BBC news with Lopaco Tary.

President Barak Obama has called on the government of Iran to halt what he desCRIbed as the violent and unjust action against those opposing the results of the recent elections. The president, using his most forceful language so far in the present CRIsis, said the Iranian government must understand that the world was watching. John Donaldson reports from Washington.

The president’s statement comes after the CRIticism from some quarters here, saying Mr. Obama has not been out-spoken enough, both in his support of the protesters and his condemnation of the Iranian government. Driven on by Republicans, both Houses of Congress overwhelmingly passed the resolution this week, strongly condemning the actions of Iranian government, putting pressure on the president to do the same. But Mr. Obama is treading a fine line. He doesn’t want to be seen to be interfering, something which could stir up anti-America sentiment within Iran and work against the protesters.

The main opposition challenger in the disputed presidential election, Mir-housein Mousavi has urged his supporters to continue their protests, but stressed that they should be peaceful. In a message on his website, Mir-housein Mousavi said he didn’t want anyone to put their lives in danger, but stressed that they had a constitutional right to demonstrate. He said he would stay with the people to the end. He also insisted the election result must be annulled.

Forensic tests are being carried out to identify the remains of the two bodies which have been handed over to British diplomats in Iraq. Scientists were also trying to establish how and when they were killed. Earlier, the British Foreign Secretary David Miliband said the government’s thought with the families of the five men who were kidnapped in Bagdad two years ago. He also called for the immediate and safe release of all remaining hostages in Iraq. Our security correspondent, Frank Gardner reports.

Almost everyone involved in trying to resolve Britain’s longest running hostage crisis for a generation is in shock. Only a few days ago, they thought that most, if not all, of the five British hostages in Iraq were alive and will eventually be released, but later on Friday night, the Iraqi authorities delivered the remains of two bodies to British embassy in Bagdad. Together with that, they believe they belong to two of the Britains kidnapped by Shiite militia in 2007. It’s still not known how, when or where the men died.
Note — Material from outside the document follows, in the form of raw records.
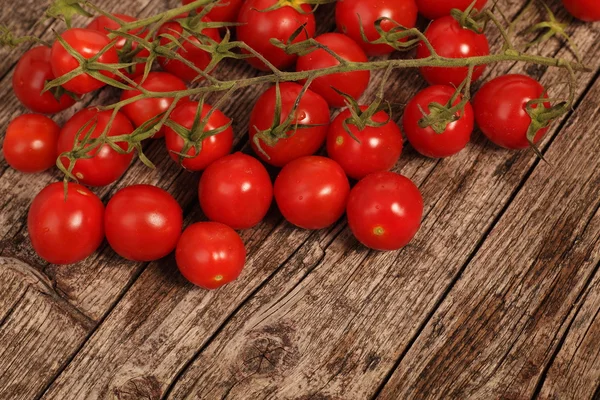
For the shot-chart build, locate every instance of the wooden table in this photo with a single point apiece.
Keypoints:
(497, 296)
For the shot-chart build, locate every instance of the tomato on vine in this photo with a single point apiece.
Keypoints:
(144, 110)
(259, 26)
(355, 17)
(427, 141)
(30, 143)
(384, 211)
(352, 83)
(210, 254)
(311, 192)
(104, 165)
(305, 133)
(65, 231)
(31, 74)
(375, 147)
(500, 108)
(451, 40)
(242, 184)
(143, 223)
(88, 43)
(434, 9)
(192, 128)
(187, 48)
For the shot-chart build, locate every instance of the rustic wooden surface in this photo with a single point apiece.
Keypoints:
(498, 295)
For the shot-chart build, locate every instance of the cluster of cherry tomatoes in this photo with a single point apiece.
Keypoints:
(144, 223)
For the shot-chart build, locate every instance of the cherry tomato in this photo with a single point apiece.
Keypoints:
(188, 50)
(213, 147)
(31, 73)
(143, 223)
(312, 110)
(224, 11)
(500, 110)
(88, 43)
(378, 149)
(30, 143)
(105, 24)
(144, 110)
(259, 26)
(451, 40)
(210, 254)
(425, 140)
(65, 231)
(384, 211)
(434, 9)
(585, 10)
(311, 192)
(243, 184)
(106, 165)
(347, 12)
(351, 83)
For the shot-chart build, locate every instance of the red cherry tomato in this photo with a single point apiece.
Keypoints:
(378, 149)
(425, 140)
(258, 27)
(213, 147)
(106, 165)
(243, 184)
(31, 73)
(585, 10)
(347, 12)
(312, 110)
(143, 223)
(434, 9)
(351, 83)
(224, 11)
(105, 24)
(385, 210)
(144, 110)
(88, 43)
(188, 50)
(500, 110)
(451, 40)
(65, 232)
(30, 143)
(210, 254)
(311, 192)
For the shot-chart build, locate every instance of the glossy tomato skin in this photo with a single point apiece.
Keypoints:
(65, 232)
(242, 184)
(30, 143)
(224, 11)
(213, 147)
(311, 192)
(210, 254)
(145, 110)
(585, 10)
(259, 27)
(104, 24)
(143, 223)
(425, 140)
(189, 51)
(88, 43)
(107, 165)
(451, 40)
(378, 150)
(312, 110)
(352, 83)
(500, 110)
(384, 211)
(434, 9)
(31, 73)
(403, 12)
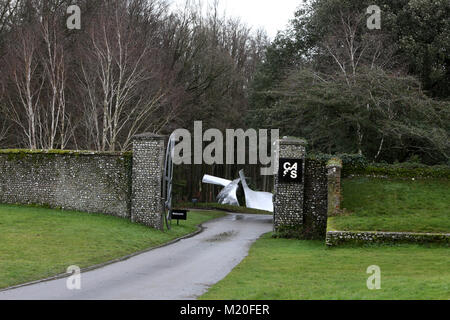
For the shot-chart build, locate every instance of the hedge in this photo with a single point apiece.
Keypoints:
(355, 164)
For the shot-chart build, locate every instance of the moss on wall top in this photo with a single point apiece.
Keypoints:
(63, 152)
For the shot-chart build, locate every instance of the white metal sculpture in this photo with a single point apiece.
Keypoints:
(254, 199)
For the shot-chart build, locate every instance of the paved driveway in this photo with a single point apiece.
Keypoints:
(184, 270)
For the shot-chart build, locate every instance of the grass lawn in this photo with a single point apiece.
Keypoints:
(377, 204)
(36, 243)
(282, 269)
(222, 207)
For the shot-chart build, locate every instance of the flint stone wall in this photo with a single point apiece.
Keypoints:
(301, 210)
(288, 197)
(148, 170)
(82, 181)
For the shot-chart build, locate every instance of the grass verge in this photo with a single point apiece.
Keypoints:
(36, 243)
(397, 205)
(222, 207)
(280, 269)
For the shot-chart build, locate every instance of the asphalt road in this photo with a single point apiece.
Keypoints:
(181, 271)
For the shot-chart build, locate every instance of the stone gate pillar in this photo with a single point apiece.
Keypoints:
(148, 167)
(289, 187)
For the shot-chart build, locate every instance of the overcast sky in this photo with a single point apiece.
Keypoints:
(272, 15)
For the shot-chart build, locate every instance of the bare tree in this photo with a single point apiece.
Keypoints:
(24, 108)
(55, 117)
(115, 72)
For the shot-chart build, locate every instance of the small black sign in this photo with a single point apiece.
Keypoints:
(290, 171)
(179, 214)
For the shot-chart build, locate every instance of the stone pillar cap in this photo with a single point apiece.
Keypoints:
(149, 136)
(335, 163)
(294, 141)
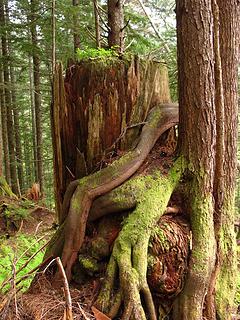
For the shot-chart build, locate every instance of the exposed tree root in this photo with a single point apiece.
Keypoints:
(129, 257)
(80, 194)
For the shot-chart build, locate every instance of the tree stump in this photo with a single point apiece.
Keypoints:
(97, 112)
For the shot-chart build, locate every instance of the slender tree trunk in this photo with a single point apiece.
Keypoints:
(97, 23)
(1, 145)
(17, 130)
(116, 25)
(4, 131)
(7, 92)
(53, 37)
(76, 36)
(33, 121)
(227, 58)
(37, 93)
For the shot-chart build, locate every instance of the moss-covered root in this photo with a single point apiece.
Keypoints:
(159, 120)
(189, 304)
(5, 190)
(129, 256)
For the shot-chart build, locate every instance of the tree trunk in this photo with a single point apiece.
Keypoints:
(33, 122)
(1, 144)
(116, 25)
(207, 75)
(53, 37)
(8, 104)
(97, 23)
(19, 154)
(76, 31)
(95, 117)
(225, 270)
(4, 130)
(37, 93)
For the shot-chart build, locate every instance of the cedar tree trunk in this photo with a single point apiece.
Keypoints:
(207, 61)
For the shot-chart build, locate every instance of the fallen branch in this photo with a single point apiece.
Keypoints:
(83, 192)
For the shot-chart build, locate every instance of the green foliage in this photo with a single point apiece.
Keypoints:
(92, 53)
(16, 214)
(17, 251)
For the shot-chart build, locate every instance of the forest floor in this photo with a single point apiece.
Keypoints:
(25, 228)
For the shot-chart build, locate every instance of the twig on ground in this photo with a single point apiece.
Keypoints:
(82, 312)
(68, 299)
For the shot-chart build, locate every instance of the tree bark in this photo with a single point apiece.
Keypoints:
(93, 126)
(76, 31)
(97, 23)
(37, 94)
(19, 154)
(116, 25)
(204, 86)
(8, 104)
(228, 55)
(4, 130)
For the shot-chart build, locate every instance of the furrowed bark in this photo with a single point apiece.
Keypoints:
(160, 119)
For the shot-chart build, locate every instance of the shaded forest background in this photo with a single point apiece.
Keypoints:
(34, 35)
(29, 35)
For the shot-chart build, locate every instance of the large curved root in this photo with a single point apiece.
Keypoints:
(128, 261)
(80, 194)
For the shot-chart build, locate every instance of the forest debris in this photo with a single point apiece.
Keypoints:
(33, 193)
(99, 315)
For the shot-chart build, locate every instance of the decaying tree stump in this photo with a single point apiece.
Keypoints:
(98, 111)
(106, 117)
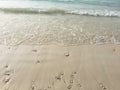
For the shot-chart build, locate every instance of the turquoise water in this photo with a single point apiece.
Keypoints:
(78, 7)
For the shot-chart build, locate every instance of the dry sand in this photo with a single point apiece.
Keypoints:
(52, 67)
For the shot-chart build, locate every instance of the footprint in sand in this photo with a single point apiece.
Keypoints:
(59, 76)
(102, 86)
(34, 50)
(67, 54)
(114, 50)
(38, 61)
(69, 86)
(6, 79)
(6, 66)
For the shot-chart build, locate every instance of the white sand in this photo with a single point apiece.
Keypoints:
(50, 67)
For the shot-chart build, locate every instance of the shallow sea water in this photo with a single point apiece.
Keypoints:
(26, 29)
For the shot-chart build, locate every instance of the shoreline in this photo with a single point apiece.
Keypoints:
(56, 67)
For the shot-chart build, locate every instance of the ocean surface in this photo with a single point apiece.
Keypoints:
(62, 22)
(77, 7)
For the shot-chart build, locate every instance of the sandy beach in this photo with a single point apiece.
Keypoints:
(59, 52)
(51, 67)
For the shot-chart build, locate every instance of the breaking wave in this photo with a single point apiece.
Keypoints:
(110, 13)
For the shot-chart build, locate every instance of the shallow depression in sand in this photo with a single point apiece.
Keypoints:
(19, 29)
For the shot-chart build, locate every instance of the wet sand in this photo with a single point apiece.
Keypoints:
(59, 52)
(53, 67)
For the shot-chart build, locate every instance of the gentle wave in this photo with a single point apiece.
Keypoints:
(61, 11)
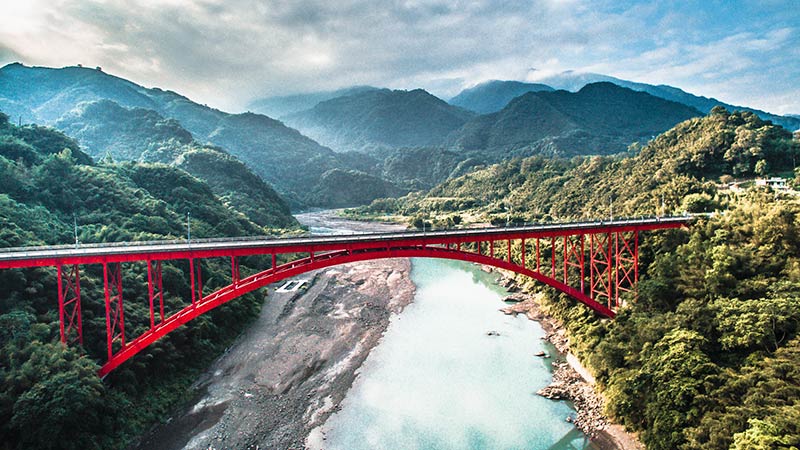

More than 60 people have been killed and 200 others injured in a truck bomb attack in Iraq, the deadliest for more than a year. The blast occurred near the northern city of Kirkuk. * William reports.

The bomb went off in a busy market area shortly after the midday prayers. Many of the casualties were worshippers who have been living a Shiite mosque run by the minority Turkmen community. Witnesses said the blast badly damaged the mosque and destroyed several mud-brick buildings nearby, burying people in the debris. The attack was in an oil-rich part in Iraq, but Kurds, Arabs and Turkmen are competing for power.

BBC news.

Ethiopia has said it won’t provide military support requested by neighboring Somalia unless there is an international mandate for such an intervention. A spokesman for Ethiopian government also said the international community, not just Somalia neighbors, should assist its transitional government in its fight against Islamist insurgents. Earlier, the speaker of the Somalia parliament called on neighboring countries to send troops.

The southern African regional organization SADCC has called on the political rivals in Madagascar to commit themselves to peaceful negotiations. At the end of a special summit in South Africa held three months after Madagascar President Marc Ravalomanana was ousted, SADCC urged all sides to refrain from violence.

The arctic island of Greenland is assuming self-rule on Sunday in the latest step towards independence from Denmark. The move follows a referendum on greater autonomy in November. Shawn Fanny reports.

Greenland’s 57,000 people now gain greater control over the territory’s future. Self-rule means a bigger proportion of profits from the mineral resources, precious stones, oil and gas stays at home, though Denmark still get some. Those mineral resources becoming easier to get out as the ice-sheet melt. Greenlandic, an Eskimo-based language becomes the official idiom. Greenlanders are recognized as a distinct people and the territory takes on responsibility for police and justice. But Denmark will still determine foreign defense and monetary policy.

The American tobacco firm Philip Morris has agreed to pay the Colombia government 200 million dollars annually for a 20-year period as part of an out-of-court tax evasion settlement. The firm said that it recognized that its business practices have been the object of serious criticism in Colombia. Philip Morris is accused along with British America Tobacco as having support activities in Colombia of tobacco smugglers.